La conduje con cierto pretexto delante de una excavación abierta adrede en el patio de esta misma casa. Yo portaba una pieza de hierro y con ella le coloqué encima de la oreja un firme porrazo. La infeliz cayó de rodillas dentro de la fosa, emitiendo débiles alaridos como de boba. La cubrí de tierra, y esa tarde me senté solo a la mesa, celebrando su ausencia.

La misma noche y otras siguientes, a hora avanzada, un brusco resplandor iluminaba mi dormitorio y me ahuyentaba el sueño sin remedio. Enmagresí y me torné pálido, perdiendo sensiblemente las fuerzas. Para distraerme, contraje la costumbre de cabalgar desde mi vivienda hasta fuera de la ciudad, por las campiñas libres y llanas, y paraba el trote de la cabalgadura debajo de un mismo árbol envejecido, adecuado para una cita diabólica. Escuchaba en tal paraje murmullos dispersos y confusos, que no llegaban a voces. Viví así innumerables días hasta que, después de una crisis nerviosa que me ofuscó la razón, desperté clavado por la parálisis en esta silla rodante, bajo el cuidado de un fiel servidor que defendió los días de mi infancia.

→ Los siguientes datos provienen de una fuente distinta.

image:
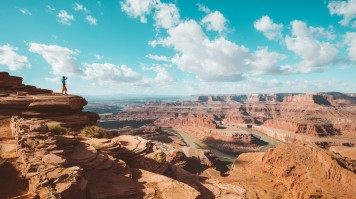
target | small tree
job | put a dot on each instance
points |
(94, 132)
(56, 128)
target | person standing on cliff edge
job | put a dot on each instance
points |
(64, 88)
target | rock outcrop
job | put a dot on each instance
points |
(71, 166)
(294, 171)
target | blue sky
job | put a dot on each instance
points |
(181, 47)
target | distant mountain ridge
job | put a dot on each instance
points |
(322, 98)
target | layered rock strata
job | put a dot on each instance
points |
(293, 171)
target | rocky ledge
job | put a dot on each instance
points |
(72, 166)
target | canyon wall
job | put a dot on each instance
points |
(74, 166)
(294, 171)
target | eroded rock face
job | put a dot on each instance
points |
(31, 102)
(122, 167)
(294, 171)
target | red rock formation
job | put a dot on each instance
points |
(64, 166)
(294, 171)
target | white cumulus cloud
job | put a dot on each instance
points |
(162, 75)
(91, 20)
(166, 15)
(10, 58)
(64, 18)
(108, 73)
(25, 11)
(138, 8)
(215, 21)
(158, 57)
(315, 54)
(346, 9)
(209, 60)
(350, 40)
(265, 62)
(271, 30)
(80, 7)
(61, 59)
(98, 57)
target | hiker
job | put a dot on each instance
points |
(64, 88)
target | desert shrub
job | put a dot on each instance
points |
(94, 132)
(56, 128)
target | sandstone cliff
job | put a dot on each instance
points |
(72, 166)
(294, 171)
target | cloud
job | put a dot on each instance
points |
(50, 9)
(54, 80)
(25, 11)
(315, 54)
(203, 8)
(209, 60)
(108, 73)
(98, 57)
(80, 7)
(166, 15)
(346, 9)
(10, 58)
(64, 18)
(265, 62)
(91, 20)
(138, 8)
(162, 76)
(350, 40)
(215, 21)
(320, 32)
(158, 57)
(271, 30)
(61, 59)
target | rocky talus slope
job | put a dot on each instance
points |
(71, 166)
(293, 171)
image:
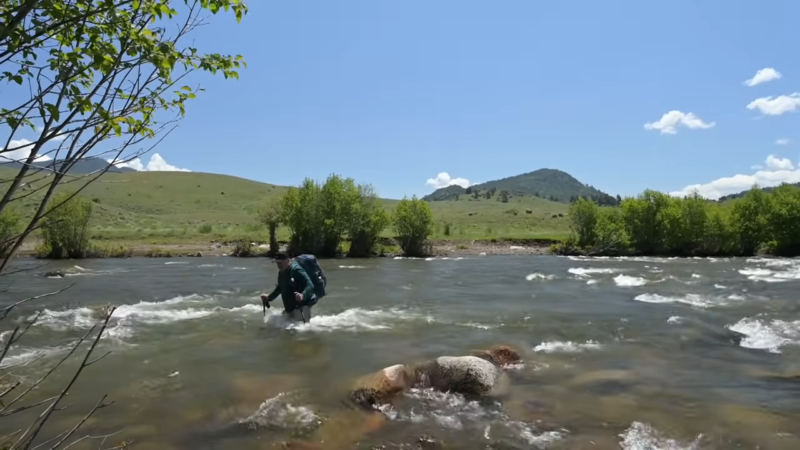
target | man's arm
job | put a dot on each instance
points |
(308, 290)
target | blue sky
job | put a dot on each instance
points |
(394, 93)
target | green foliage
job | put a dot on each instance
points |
(65, 228)
(9, 229)
(90, 48)
(270, 214)
(413, 223)
(656, 224)
(368, 222)
(783, 219)
(321, 217)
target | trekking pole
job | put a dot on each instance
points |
(302, 316)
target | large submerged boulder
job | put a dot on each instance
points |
(381, 386)
(501, 355)
(474, 375)
(466, 375)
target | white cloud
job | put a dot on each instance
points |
(669, 122)
(762, 76)
(19, 150)
(776, 106)
(775, 163)
(156, 164)
(444, 180)
(774, 172)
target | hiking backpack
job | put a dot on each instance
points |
(310, 264)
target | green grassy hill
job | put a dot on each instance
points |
(551, 184)
(175, 207)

Paso el tiempo en una meditación inquieta, cubierto, la mitad del cuerpo hasta los pies, por una felpa anchurosa. Quiero morir y busco las sugestiones lúgubres, y a mi lado arde constantemente este tenebrario, antes escondido en un desván de la casa.

En esta situación me visita, increpándome ferozmente, el espectro de mi víctima. Avanza hasta mí con las manos vengadoras en alto mientras mi continuo servidor se arrincona de miedo; pero no dejaré esta mansión sino cuando sucumba por el encono del fantasma inclemente. Yo quiero escapar de los hombres hasta después de muerto y tengo ordenado que este edificio desaparezca, al día siguiente de finar mi vida y junto con mi cadáver, en medio de un torbellino de llamas.